Does anyone know if the 07 SL's came with HID headlamps? Can theses easily be added on later with factory parts?


----------



## Praetorian_1975 (Jul 14, 2004)

HID conversions run about 200.


----------



## gt_23 (Jun 1, 2008)

I too just bought a 2008 4 dr altima 2.5SL. Is there car kits to add external GPS units or do I have to get it custom? Where do you get the HID conversion?


----------



## gt_23 (Jun 1, 2008)

one more other question. The dealership wanted 1000 for the stock fog lights (parts/labour). Is there a cheaper way to get hold of the "stock" fog lights?


----------



## drift28 (Feb 20, 2008)

Altima is a good car and very reliable. But Honda is still number one when it comes in reliability.


----------



## Praetorian_1975 (Jul 14, 2004)

You can check stillen's website for the body kit. I would reccommend Crutchfield's website for your aftermarket internal GPS.


----------



## gt_23 (Jun 1, 2008)

I had a honda, definetly overrated. I'd still say Toyota is No 1 (too bad there car designs are bland). I never had a Nissan so well see how it goes.

And if I get a GPS from say crutchfield. Has anyone had issues with wiring since there is a push button start? A friend of mind who drives a lexus (with a PB start) has that issue.


----------



## Praetorian_1975 (Jul 14, 2004)

No issues with the push button start here. However, I'm quick to blame that mechanism as I had recently purchased an 08 2.5S coupe and already have warranty issues. I just had my battery replaced since it would take me 15 to 20 starts before the car would turn over, making me very skeptical..that and the a/c compressor had to be replaced because of a rattling noise.


----------



## XTrail1 (Feb 24, 2005)

drift28 said:


> Altima is a good car and very reliable. But Honda is still number one when it comes in reliability.


I'll disagree, not a bad thing to support post once in a while instead of assuming just because everybody says so.

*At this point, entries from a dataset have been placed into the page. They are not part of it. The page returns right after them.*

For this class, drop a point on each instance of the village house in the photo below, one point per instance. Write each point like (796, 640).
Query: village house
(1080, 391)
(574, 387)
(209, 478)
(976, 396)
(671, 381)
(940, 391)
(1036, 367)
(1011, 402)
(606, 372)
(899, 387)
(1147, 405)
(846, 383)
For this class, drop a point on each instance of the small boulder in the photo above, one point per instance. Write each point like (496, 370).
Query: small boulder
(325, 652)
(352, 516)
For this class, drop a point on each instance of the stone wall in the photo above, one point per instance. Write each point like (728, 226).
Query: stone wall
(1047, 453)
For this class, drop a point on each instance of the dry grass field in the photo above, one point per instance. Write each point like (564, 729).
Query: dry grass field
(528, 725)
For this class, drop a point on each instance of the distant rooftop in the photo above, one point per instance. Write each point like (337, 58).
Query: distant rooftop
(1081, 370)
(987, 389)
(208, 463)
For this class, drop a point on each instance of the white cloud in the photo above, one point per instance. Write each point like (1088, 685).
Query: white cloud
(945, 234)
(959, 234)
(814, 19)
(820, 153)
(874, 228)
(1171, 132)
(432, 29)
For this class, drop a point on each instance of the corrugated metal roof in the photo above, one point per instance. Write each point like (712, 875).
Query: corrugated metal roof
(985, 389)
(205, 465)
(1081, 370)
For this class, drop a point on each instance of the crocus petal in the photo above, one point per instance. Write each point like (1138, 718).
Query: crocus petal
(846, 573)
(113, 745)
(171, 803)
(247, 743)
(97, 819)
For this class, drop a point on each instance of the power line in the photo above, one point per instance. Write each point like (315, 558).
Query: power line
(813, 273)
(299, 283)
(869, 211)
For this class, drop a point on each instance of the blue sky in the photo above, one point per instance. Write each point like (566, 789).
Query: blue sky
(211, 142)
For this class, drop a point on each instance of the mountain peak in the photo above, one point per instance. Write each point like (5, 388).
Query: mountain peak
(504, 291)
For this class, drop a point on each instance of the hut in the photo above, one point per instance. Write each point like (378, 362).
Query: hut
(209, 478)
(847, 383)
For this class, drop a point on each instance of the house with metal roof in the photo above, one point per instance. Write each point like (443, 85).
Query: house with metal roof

CanadianDriver: Used Vehicle Review - Honda Accord, 2003-2007


----------



## Quick69GTO (Jun 8, 2008)

Do an E-Bay search for the '08 Altima.
Factory and aftermarket fog lights are available along with factory spoilers, HID conversions, and other things.
Of course the labor is up to you.


----------



## flbioeng (Nov 3, 2008)

Added upgrades didn't work for me, I had a horrible time having the dealer install fog lights. I would recommend having it all in the car before you buy it.


----------



## Lobster Thief (Dec 8, 2008)

Installing fog lights isn't hard at all if you're careful and know anything about basic electronics.. but be forewarned, if you don't know what you're doing, you could severely damage your car's electrical system (voiding your warranty by the way). I'd find the lights on eBay or Craigslist and have a local auto shop put them in.. some will install aftermarket parts, some won't. It's substantially cheaper than a stealership, anyway..


----------